Moisés Martins, cantor, compositor, cirurgião dentista, ex vereador em Cuiabá e membro da Academia Mato-grossense de Letras

Moisés Martins, poeta, cantor, compositor, cirurgião dentista, ex vereador em Cuiabá e membro da Academia Mato-grossense de Letras

PERSONALIDADE

Moisés Martins nega que seja homofóbico
O poeta, escritor, músico, compositor, pioneiro como cirurgião dentista, diz que jamais se opôs a gays na Academia
JOÃO BOSQUO
DC ILUSTRADO – DIÁRIO DE CUIABÁ
No próximo seis de agosto, o poeta, cronista, letrista, tocador de gaita e contador de histórias Moisés Martins Jr. completa 74 anos e cheio de entusiasmo para com as coisas que faz. No dia primeiro, em sessão na Câmara Municipal de Cuiabá, Moisés Martins recebeu das mãos do vereador Adevair Cabral, a Comenda do Legislativo Cuiabano e passa a ser também comendador. O título, vamos esclarecer, concedido há uma década, num pleito do então vereador Benedito Cesarino, entretanto não fora entregue por conta dessa nossa política menor, para não dizer rasteira.
O cuiabano Moisés Martins, é bom deixar claro, nasceu em Campo Grande, hoje capital do Mato Grosso do Sul. O pai, Moisés Mendes Martins, motorista de caminhão, e a mãe, Noêmia Evangelista Martins, lá estavam antes de chegar em Cuiabá. Circunstancia do destino e que não altera o amor do poeta pela terra de Dom Aquino e que sempre procura registrar em contos, crônicas e poemas.

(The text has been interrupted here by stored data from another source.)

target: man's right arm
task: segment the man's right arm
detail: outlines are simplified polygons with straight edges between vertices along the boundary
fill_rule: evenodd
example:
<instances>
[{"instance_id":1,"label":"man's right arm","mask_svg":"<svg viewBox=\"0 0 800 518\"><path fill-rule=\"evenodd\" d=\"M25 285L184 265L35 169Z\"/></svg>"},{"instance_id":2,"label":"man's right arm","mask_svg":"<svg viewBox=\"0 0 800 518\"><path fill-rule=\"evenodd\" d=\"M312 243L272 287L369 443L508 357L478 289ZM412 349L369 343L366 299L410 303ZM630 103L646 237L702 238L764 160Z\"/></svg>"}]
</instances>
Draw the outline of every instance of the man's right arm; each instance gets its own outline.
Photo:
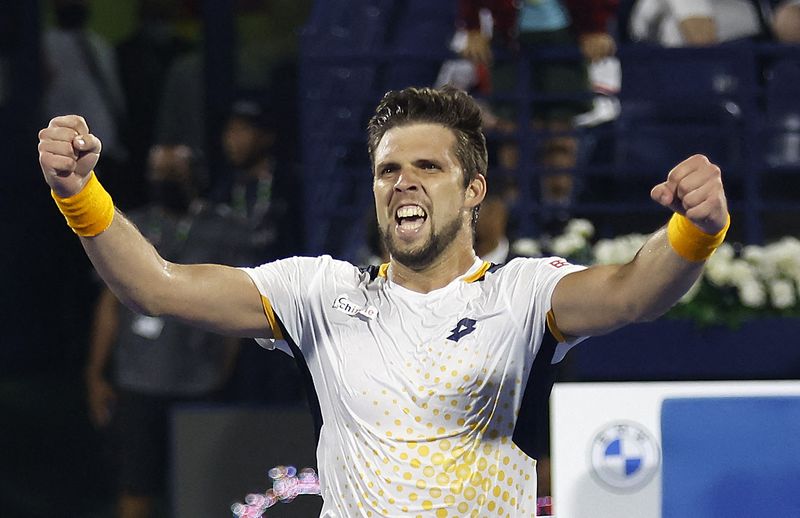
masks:
<instances>
[{"instance_id":1,"label":"man's right arm","mask_svg":"<svg viewBox=\"0 0 800 518\"><path fill-rule=\"evenodd\" d=\"M79 116L56 117L39 132L39 162L57 198L84 189L100 150L100 140ZM243 271L166 261L118 211L107 228L80 240L111 291L134 311L172 316L223 334L272 336L261 295Z\"/></svg>"}]
</instances>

Abastece o seu Facebook com textos, frases ou pequenos poemas diretamente, enquanto o seu blogue na plataforma WordPress (https://moisesmartinsjr.wordpress.com/), é abastecido de tempos em tempos com casos, crônicas e poemas. O mais recente, faz questão de mostrar, conta a ‘história’ do “Garanhão da Lixeira”, cujo pano de fundo sempre é a Cuiabá, suas ruas com seus nomes originais e suas gentes.
Pergunto o que veio primeiro o poeta, letrista ou contador de história. Moisés Martins diz que o primeiro a se manifestar foi o poeta, ainda guri, com 12 anos, nos tempos de estudante do Ginásio Brasil, enquanto o letrista já adulto, dez anos depois. “Eu escrevo porque eu gosto”, afirma.

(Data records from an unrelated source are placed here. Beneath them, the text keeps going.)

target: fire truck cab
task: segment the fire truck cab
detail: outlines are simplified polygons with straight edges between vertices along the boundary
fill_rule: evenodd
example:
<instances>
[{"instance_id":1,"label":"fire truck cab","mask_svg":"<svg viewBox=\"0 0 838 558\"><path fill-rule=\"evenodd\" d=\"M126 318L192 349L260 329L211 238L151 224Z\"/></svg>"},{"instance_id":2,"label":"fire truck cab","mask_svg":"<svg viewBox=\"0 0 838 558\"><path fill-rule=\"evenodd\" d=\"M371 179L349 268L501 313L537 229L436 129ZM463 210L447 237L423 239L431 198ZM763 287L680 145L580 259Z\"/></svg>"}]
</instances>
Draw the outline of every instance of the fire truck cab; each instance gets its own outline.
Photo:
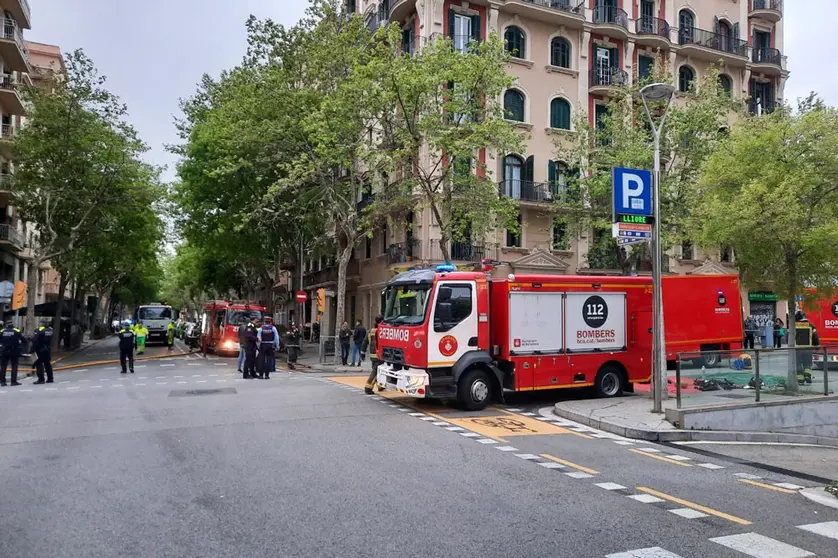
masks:
<instances>
[{"instance_id":1,"label":"fire truck cab","mask_svg":"<svg viewBox=\"0 0 838 558\"><path fill-rule=\"evenodd\" d=\"M215 354L239 352L239 326L262 320L265 307L249 302L215 300L204 303L201 316L201 351Z\"/></svg>"},{"instance_id":2,"label":"fire truck cab","mask_svg":"<svg viewBox=\"0 0 838 558\"><path fill-rule=\"evenodd\" d=\"M505 392L649 381L648 277L509 275L453 266L394 277L383 293L378 384L482 409Z\"/></svg>"}]
</instances>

Ele faz a seguinte analise: “Eu sou cirurgião dentista, com formação acadêmica, diversas especializações. A escrita já é uma coisa subjetiva e é difícil tarjetar as pessoas quando se trata nessa área das artes”. E como saber quem é ou não poeta, é ou não artista? E lembra o caso de Flávio Cavalcanti, histriônico apresentador de TV, que julgava os iniciantes de forma humilhante. Quando a dupla Chitãozinho & Xororó se apresentou no programa, o apresentador ao fim deu seu veredito e quebrou o LP da dupla que ele considerou “inclassificável” e disse: “Vai vender bananinha”. Todos nós sabemos o que se tornaram Chitão e Xororó, hoje cantando Tom Jobim. Moisés lembra essa história para dizer que não escreve para agradar ou não, mas que simplesmente escreve aquilo que sente. “Simplesmente escrevo”, diz. Lógico, sempre com a expectativa que alguém vá gostar.
Como é que acontece a inspiração? O repórter quer saber e como o artista faz a distinção de letra e poesia? Ele responde que a composição é que o mais importante. “O que é o poema? O poema é um texto bordado de música” e ele conta que já disseram que os poemas que escreve tem o componente musical muito fácil. A prova concreta é o clássico “Pixé”, em parceria com Pescuma.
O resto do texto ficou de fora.